What this is
Open-ended schemes from 45+ AMCs, chosen for you based on your risk profile, time horizon and tax situation — not on commission incentives. Every fund we recommend is researched in-house and reviewed annually for fit.
- Equity, Hybrid, Debt and Index funds across every SEBI category
- Goal-tagged SIPs that map to retirement, education, home, marriage
- Annual portfolio review with rebalancing recommendations
- Tax-efficient withdrawals at goal time (LTCG harvesting, STP into debt)
- Regular Plans only — backed by a continuous advisor relationship
FAQ
- What's the minimum SIP amount?
- Most schemes start at ₹100–500 per month. Some specialised categories require ₹1,000+.
- How are you compensated?
- AMCs pay us a trail commission embedded in the expense ratio of Regular Plans. We don't charge you separately.

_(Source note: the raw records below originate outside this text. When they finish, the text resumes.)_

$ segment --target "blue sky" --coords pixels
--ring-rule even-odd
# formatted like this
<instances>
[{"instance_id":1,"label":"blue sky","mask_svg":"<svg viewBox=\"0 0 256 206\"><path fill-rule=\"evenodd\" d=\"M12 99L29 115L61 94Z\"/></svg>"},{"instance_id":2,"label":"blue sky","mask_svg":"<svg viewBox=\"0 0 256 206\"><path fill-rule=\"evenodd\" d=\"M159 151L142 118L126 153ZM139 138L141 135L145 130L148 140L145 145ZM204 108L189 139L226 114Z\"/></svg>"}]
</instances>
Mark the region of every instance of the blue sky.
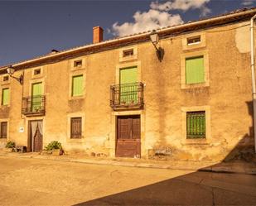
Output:
<instances>
[{"instance_id":1,"label":"blue sky","mask_svg":"<svg viewBox=\"0 0 256 206\"><path fill-rule=\"evenodd\" d=\"M89 44L95 26L107 40L252 7L256 1L0 1L0 65Z\"/></svg>"}]
</instances>

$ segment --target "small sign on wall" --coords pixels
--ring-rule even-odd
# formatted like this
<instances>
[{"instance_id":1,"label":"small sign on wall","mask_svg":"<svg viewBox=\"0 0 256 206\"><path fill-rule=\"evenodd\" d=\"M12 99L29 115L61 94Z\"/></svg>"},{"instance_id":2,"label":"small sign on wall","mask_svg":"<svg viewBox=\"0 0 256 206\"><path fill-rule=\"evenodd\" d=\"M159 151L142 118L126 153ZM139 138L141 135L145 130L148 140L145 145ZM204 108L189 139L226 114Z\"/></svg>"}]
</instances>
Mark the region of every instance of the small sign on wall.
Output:
<instances>
[{"instance_id":1,"label":"small sign on wall","mask_svg":"<svg viewBox=\"0 0 256 206\"><path fill-rule=\"evenodd\" d=\"M24 127L20 127L20 128L19 128L19 132L20 132L20 133L24 132Z\"/></svg>"}]
</instances>

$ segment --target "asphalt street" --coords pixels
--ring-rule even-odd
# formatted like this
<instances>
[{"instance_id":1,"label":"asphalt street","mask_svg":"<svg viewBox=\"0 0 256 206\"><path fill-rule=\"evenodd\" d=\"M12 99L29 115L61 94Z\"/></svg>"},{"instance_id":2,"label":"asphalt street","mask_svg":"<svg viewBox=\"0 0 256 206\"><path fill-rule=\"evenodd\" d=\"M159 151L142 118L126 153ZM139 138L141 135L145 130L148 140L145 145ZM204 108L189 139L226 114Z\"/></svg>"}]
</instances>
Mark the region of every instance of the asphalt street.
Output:
<instances>
[{"instance_id":1,"label":"asphalt street","mask_svg":"<svg viewBox=\"0 0 256 206\"><path fill-rule=\"evenodd\" d=\"M0 205L256 205L256 175L0 156Z\"/></svg>"}]
</instances>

- Why Regular Plans and not Direct Plans?
- Direct Plans are for DIY investors who want zero advisor involvement. Regular Plans bundle the advisory cost into the expense ratio — small in absolute terms, but covers your full review-and-rebalance relationship with us.
- Can I switch funds anytime?
- Yes — open-ended schemes allow redemption on any business day, subject to exit load and tax implications.